Gone would be any real chance of helping the low-skilled unemployed get new and much- needed qualifications; all training budgets would be diverted into paying for public sector employment. Moreover, govern-ment-run projects do little to overcome stigmatisation and low motivation - because most people believe they are pointless.

The role of the employment service would be to administer public works schemes. What a crazy waste of its time. Far better to make it put much more effort into matching each individual person on the dole with a suitable job or appropriate training.

Most important of all, the really big question - how people move from these projects into jobs - is barely mentioned in the report at all. Yet the most effective programmes - intermediate labour markets such as the Wise Group's scheme - concentrate their efforts on exactly that; smoothing the path of the unemployed through training, work experience, and into a steady job.

The other plank in the Howell/ Field proposal - to subsidise private employers that take on the long-term unemployed - is far more promising. Nera considers what would happen if the Government's existing pilot scheme, Workstart (which provides a pounds 60 per week subsidy to employers that take on the long-term unemployed), was to be expanded. This is not dissimilar to Labour's suggestion of a pounds 75 per week subsidy for everyone out of work for more than two years.

As Nera points out, some concerns need to be addressed. For a start, we need to be sure that we are not merely subsidising people who would have got jobs anyway. Nera reckons around 50 per cent of the people who were helped would be "dead-weight" - they would have got jobs anyway. However, a truly active employment service which found placements for more of the long-term unemployed could reduce the proportion of dead-weight.

Nera also considers whether the work subsidies would displace other workers - either because employers took on the long-term unemployed rather than the short- term employed, or because subsidised companies did better than non-subsidised ones, so other jobs were then lost elsewhere.

But the consultancy concludes that there are ways round these "substitution" and "displacement" problems.
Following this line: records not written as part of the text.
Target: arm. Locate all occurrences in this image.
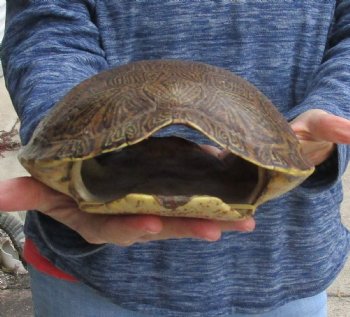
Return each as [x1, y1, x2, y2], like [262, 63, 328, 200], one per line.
[1, 0, 108, 144]
[287, 1, 350, 186]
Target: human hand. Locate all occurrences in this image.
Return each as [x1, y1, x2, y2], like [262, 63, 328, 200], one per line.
[290, 109, 350, 165]
[0, 177, 255, 246]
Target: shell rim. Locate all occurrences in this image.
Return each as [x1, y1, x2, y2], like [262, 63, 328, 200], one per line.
[19, 120, 315, 177]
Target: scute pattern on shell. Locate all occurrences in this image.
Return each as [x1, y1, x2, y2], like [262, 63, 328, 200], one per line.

For a start, companies could be monitored to make sure they didn't directly substitute a new subsidised worker for an existing employee.

Second, it makes the argument that employers would have an incentive to create some new jobs in the first round, because of the subsidy. Nera calculates that around 30 per cent of the 400,000 places they assume would be subsidised each year would be genuinely additional.

But even if most of the jobs available for the long-term unemployed would otherwise have been taken by people out of work for less than six months, there would be second-round benefits. Those short-term unemployed people would still be more employable, and more effective at finding other jobs for themselves. In macro-economic terms, the short-term unemployed would be more effective at counteracting inflationary pressures. Because employers know that there are plenty of attractive people out there ready to be taken on, wages for those in work are less likely to go up. So unemployment can fall without affecting inflation - because the composition of unemployment has changed. "To reduce unemployment by 250,000 in three or four years through a Workstart subsidy would not cause the economy to overheat," says Nera.

This is promising territory for Labour. As the party weighs up policy options in anticipation of government, it should stick to the kinds of employer subsidies and training-focused projects it has touted so far, and steer well clear of make-work schemes that simply keep people busy.